Dix milliards de dollars

La condition impérative au bon fonctionnement du JWST est une température ambiante si basse qu’elle ne trouble pas l’examen de la lumière.

Hubble est en orbite à quelque 600 km au-dessus de la Terre. À cette distance, le JWST serait inutilisable, chauffé par le soleil et sa réflexion sur la Terre et la Lune.

Il va être placé à l’issue d’un voyage d’un mois à 1,5 million de km de là. Et sera protégé du rayonnement solaire par un bouclier thermique de cinq voiles souples qui dissipera la chaleur, abaissant la température (qui est de 80 °) à -233 degrés côté télescope.

Mais avant d’en arriver là, la machine et ses concepteurs vont devoir réaliser un véritable exploit : son déploiement sans failles, avec une série d’opérations impliquant par exemple pour le seul bouclier 140 mécanismes d’ouverture, 400 poulies et presque 400 mètres de câbles.  

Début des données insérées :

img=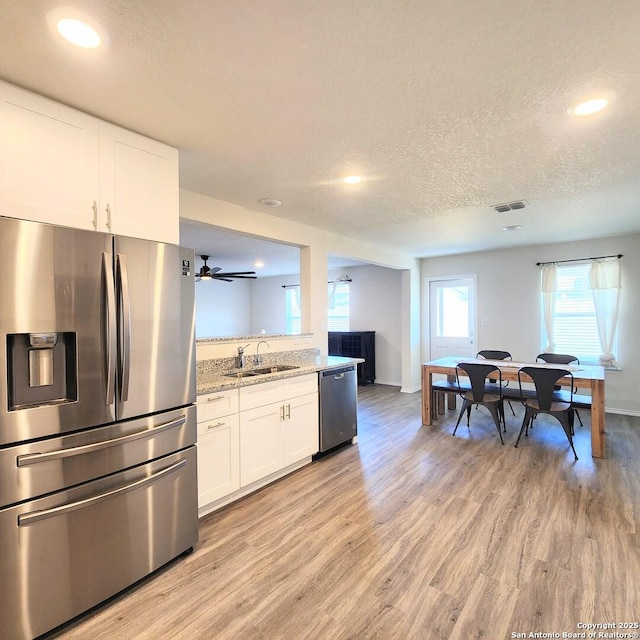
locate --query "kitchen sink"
[253,364,300,376]
[224,364,300,378]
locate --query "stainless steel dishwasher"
[320,365,358,453]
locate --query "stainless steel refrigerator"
[0,217,198,639]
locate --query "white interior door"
[429,278,476,360]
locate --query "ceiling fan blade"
[215,271,256,278]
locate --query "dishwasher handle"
[322,365,356,380]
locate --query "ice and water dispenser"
[7,331,78,411]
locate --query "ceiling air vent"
[493,200,529,213]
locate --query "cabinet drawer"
[196,389,238,422]
[198,413,238,440]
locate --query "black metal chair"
[453,362,507,444]
[476,349,516,416]
[514,367,578,460]
[536,353,584,427]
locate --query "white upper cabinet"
[0,82,179,244]
[0,84,100,229]
[100,122,180,244]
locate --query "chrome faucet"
[237,344,249,369]
[253,340,269,366]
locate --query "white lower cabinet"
[196,389,240,509]
[197,415,240,508]
[197,373,319,515]
[240,404,282,487]
[282,392,319,465]
[240,373,318,486]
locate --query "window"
[285,286,302,336]
[542,263,615,364]
[285,281,349,335]
[327,281,349,331]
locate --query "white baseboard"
[400,386,422,393]
[375,378,402,387]
[604,407,640,417]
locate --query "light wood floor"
[46,385,640,640]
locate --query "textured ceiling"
[0,0,640,256]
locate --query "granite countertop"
[196,356,364,395]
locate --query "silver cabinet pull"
[16,415,187,467]
[18,458,187,527]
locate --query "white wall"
[340,265,403,386]
[196,280,252,338]
[180,189,421,391]
[422,234,640,415]
[250,274,300,335]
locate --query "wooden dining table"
[422,356,605,458]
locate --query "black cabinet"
[329,331,376,385]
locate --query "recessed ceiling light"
[258,198,282,207]
[567,98,609,116]
[47,7,109,49]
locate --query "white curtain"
[542,263,558,353]
[589,259,621,368]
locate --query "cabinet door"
[277,373,318,400]
[240,404,284,487]
[282,393,319,466]
[100,123,180,244]
[197,414,240,508]
[0,83,100,229]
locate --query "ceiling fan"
[196,256,257,282]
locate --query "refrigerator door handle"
[102,253,117,405]
[18,458,187,527]
[116,253,131,402]
[17,415,187,467]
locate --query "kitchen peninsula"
[196,336,362,516]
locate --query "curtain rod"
[536,253,622,267]
[280,278,352,289]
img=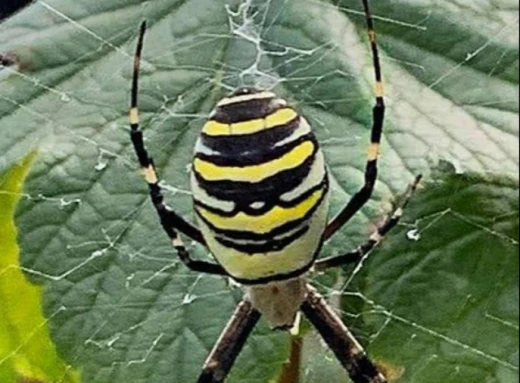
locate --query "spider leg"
[301,286,387,383]
[323,0,385,240]
[130,22,227,275]
[313,175,422,272]
[197,299,261,383]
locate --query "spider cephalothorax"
[130,0,420,383]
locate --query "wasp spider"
[130,0,420,383]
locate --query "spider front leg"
[130,22,227,275]
[323,0,385,240]
[313,175,422,272]
[197,299,261,383]
[301,286,387,383]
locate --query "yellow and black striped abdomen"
[191,88,328,284]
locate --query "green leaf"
[0,156,77,383]
[0,0,519,383]
[303,166,519,383]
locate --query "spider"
[130,0,421,383]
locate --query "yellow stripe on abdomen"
[195,189,325,234]
[193,141,315,182]
[202,108,298,136]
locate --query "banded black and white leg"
[301,286,387,383]
[197,298,261,383]
[323,0,385,240]
[313,175,422,272]
[130,22,227,275]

Car l’observatoire, avec ses douze mètres de hauteur et un bouclier équivalant à un court de tennis, a dû être plié pour se glisser dans la coiffe d’Ariane 5. « L’encapsulage » s’est effectué avec guidage laser pour éviter tout dommage à l’instrument, dont le développement a coûté quelque 10 milliards de dollars (environ 12,8 milliards $ CAN).

Pour ces manœuvres, la NASA a aussi imposé des mesures draconiennes de propreté pour éviter toute contamination du miroir du télescope, par des particules ou même une haleine chargée…

Il faudra plusieurs semaines pour savoir si le télescope est prêt à fonctionner. Avec une entrée officielle en service prévue en juin.